Maximize Expression of Three Elements - Solution & Explanation

Problem Overview: You are given an array and need to maximize the value of an expression formed using three different elements. The indices must be distinct, and the goal is to choose the combination of numbers that produces the largest possible value.

Approach 1: Enumeration (Brute Force) (Time: O(n^3), Space: O(1))

The most direct strategy checks every valid triplet of indices (i, j, k). Iterate through the array with three nested loops and compute the expression for each combination. Track the maximum value seen so far. This approach guarantees correctness because it evaluates all possibilities, but it quickly becomes impractical for large arrays due to cubic time complexity. It’s useful as a baseline when first reasoning about the problem.

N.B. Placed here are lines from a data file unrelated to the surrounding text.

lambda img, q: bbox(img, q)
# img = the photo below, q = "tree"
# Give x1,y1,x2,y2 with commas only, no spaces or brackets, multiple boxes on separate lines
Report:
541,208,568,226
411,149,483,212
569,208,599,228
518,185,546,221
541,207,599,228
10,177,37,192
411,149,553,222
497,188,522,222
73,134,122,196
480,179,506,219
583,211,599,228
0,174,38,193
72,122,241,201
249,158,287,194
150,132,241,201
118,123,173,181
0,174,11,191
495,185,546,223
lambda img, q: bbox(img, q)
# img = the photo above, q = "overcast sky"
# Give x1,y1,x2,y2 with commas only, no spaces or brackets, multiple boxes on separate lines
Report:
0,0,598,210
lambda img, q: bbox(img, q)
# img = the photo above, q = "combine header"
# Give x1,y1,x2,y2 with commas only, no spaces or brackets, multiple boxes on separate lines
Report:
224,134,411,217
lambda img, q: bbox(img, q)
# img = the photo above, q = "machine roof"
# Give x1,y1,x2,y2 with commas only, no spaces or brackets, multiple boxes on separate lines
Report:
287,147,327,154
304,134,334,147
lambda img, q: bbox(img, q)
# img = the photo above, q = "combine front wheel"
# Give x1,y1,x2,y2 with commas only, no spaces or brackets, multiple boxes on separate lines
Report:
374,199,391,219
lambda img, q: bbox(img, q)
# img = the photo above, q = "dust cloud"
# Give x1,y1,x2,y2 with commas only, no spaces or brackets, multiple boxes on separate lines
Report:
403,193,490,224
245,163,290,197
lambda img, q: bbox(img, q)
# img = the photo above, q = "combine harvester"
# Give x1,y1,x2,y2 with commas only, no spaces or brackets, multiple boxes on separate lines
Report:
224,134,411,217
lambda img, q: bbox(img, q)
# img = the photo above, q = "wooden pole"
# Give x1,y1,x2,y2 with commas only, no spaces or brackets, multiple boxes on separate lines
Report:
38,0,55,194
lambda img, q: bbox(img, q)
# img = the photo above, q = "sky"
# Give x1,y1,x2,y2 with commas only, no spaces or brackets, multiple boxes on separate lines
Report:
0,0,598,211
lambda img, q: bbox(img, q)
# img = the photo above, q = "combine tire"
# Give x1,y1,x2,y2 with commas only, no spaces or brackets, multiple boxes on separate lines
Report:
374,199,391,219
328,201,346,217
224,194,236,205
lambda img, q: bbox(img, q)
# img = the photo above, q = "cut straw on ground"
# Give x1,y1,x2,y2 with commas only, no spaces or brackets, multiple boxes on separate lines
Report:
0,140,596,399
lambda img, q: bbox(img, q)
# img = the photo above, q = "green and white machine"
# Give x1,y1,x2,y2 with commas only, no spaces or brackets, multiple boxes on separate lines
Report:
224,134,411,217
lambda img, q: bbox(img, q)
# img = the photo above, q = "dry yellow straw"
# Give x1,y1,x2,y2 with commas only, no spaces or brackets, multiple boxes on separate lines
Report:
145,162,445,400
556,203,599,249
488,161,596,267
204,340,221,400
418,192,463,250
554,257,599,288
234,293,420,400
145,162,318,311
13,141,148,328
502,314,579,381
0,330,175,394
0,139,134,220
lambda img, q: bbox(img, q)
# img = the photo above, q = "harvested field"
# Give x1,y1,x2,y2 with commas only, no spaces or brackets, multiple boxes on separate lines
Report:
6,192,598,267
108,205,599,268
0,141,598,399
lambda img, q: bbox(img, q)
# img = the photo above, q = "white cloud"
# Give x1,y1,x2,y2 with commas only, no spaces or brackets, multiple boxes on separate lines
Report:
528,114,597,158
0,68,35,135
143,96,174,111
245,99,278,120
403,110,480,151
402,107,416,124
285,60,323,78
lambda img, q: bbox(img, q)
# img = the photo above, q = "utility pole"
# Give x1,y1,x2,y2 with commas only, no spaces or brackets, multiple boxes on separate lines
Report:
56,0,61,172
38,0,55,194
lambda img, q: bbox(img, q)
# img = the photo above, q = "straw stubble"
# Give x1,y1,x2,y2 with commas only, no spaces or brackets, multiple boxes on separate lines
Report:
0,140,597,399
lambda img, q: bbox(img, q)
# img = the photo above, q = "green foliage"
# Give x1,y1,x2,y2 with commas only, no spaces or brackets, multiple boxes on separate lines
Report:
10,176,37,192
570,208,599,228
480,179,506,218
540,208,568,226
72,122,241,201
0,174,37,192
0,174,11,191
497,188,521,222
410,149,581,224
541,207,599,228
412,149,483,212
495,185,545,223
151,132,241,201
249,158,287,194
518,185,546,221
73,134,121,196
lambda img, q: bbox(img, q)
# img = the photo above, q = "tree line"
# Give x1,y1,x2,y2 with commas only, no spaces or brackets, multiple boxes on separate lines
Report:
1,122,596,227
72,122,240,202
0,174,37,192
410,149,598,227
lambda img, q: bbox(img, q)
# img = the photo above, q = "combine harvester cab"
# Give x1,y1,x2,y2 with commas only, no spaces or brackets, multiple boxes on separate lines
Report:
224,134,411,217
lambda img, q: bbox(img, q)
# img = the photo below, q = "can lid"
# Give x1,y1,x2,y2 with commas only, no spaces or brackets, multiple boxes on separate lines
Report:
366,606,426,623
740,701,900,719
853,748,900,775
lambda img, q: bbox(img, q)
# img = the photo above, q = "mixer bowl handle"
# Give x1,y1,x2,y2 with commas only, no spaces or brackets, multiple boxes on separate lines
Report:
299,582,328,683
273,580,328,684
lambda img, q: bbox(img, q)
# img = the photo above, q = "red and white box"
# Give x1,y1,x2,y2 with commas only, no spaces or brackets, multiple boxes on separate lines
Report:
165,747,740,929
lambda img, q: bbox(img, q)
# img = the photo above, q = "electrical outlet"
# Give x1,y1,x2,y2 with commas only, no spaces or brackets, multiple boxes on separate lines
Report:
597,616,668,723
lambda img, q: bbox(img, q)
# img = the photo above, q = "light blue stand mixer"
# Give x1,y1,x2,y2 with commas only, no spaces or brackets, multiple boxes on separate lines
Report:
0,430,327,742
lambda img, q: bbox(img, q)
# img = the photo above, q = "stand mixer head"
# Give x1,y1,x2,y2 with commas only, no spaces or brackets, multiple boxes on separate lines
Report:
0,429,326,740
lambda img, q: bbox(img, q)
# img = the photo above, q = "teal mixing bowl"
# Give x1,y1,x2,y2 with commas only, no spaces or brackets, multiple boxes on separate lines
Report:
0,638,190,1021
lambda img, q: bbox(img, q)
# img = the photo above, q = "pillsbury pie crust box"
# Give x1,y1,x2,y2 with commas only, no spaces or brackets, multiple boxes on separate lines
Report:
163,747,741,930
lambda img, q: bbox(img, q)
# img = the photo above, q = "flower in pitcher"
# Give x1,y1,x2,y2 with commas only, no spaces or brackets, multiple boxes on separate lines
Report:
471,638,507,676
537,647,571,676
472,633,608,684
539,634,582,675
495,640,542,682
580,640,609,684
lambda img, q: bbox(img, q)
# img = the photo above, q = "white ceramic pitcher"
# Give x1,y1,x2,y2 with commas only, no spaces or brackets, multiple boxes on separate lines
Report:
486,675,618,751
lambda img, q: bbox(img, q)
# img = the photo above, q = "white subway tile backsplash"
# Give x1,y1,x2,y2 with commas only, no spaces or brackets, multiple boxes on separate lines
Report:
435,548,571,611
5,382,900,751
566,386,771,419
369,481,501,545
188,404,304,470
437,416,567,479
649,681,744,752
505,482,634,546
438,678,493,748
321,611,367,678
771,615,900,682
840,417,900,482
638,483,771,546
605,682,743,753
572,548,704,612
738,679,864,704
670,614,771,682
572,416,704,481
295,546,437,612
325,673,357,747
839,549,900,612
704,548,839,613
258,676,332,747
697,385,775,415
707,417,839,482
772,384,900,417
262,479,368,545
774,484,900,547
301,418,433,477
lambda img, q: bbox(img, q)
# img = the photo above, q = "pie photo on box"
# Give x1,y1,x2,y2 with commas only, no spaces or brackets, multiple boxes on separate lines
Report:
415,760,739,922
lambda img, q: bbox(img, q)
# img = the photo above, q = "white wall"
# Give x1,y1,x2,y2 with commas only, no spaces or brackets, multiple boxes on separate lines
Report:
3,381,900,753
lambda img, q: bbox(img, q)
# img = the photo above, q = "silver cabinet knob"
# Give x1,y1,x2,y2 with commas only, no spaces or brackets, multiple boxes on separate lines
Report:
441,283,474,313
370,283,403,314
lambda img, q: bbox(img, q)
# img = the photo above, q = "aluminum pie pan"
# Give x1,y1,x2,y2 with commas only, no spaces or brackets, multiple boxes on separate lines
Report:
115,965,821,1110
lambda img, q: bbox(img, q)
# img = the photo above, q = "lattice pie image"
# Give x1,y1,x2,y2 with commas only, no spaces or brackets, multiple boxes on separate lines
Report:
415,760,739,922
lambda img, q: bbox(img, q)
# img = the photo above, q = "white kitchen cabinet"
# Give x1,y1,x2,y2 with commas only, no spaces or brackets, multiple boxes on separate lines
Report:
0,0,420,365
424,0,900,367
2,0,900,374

Approach 2: Sorting the Array (Time: O(n log n), Space: O(1) or O(n) depending on implementation)

Sorting the array helps reveal which values contribute most to the expression. Since the maximum result often comes from combining the largest elements with the smallest one, you can sort the array and evaluate only a few candidate combinations such as the largest two values with the smallest value. Sorting reduces the search space dramatically compared to brute force. This approach relies on the observation that extreme values dominate the expression.

Approach 3: Track Maximum, Second Maximum, and Minimum (Greedy) (Time: O(n), Space: O(1))

The optimal solution scans the array once while tracking three key values: the maximum element, the second maximum element, and the minimum element. These values are sufficient because the expression becomes largest when the positive contribution is maximized and the subtractive component is minimized. During a single pass, update these three variables using simple comparisons. After the scan, compute the expression using these extremes. This greedy observation removes the need for sorting or enumeration.

This solution is a classic pattern when working with Array problems: the optimal answer often depends only on a few extreme values. The reasoning also overlaps with Greedy strategies where local optimal choices lead to the global optimum, and sometimes with Sorting when extremes must be identified.

Recommended for interviews: The greedy single-pass approach. Start by explaining the brute force enumeration to demonstrate understanding of the constraints, then derive the insight that only the maximum, second maximum, and minimum elements affect the result. Interviewers expect the final O(n) time and O(1) space solution.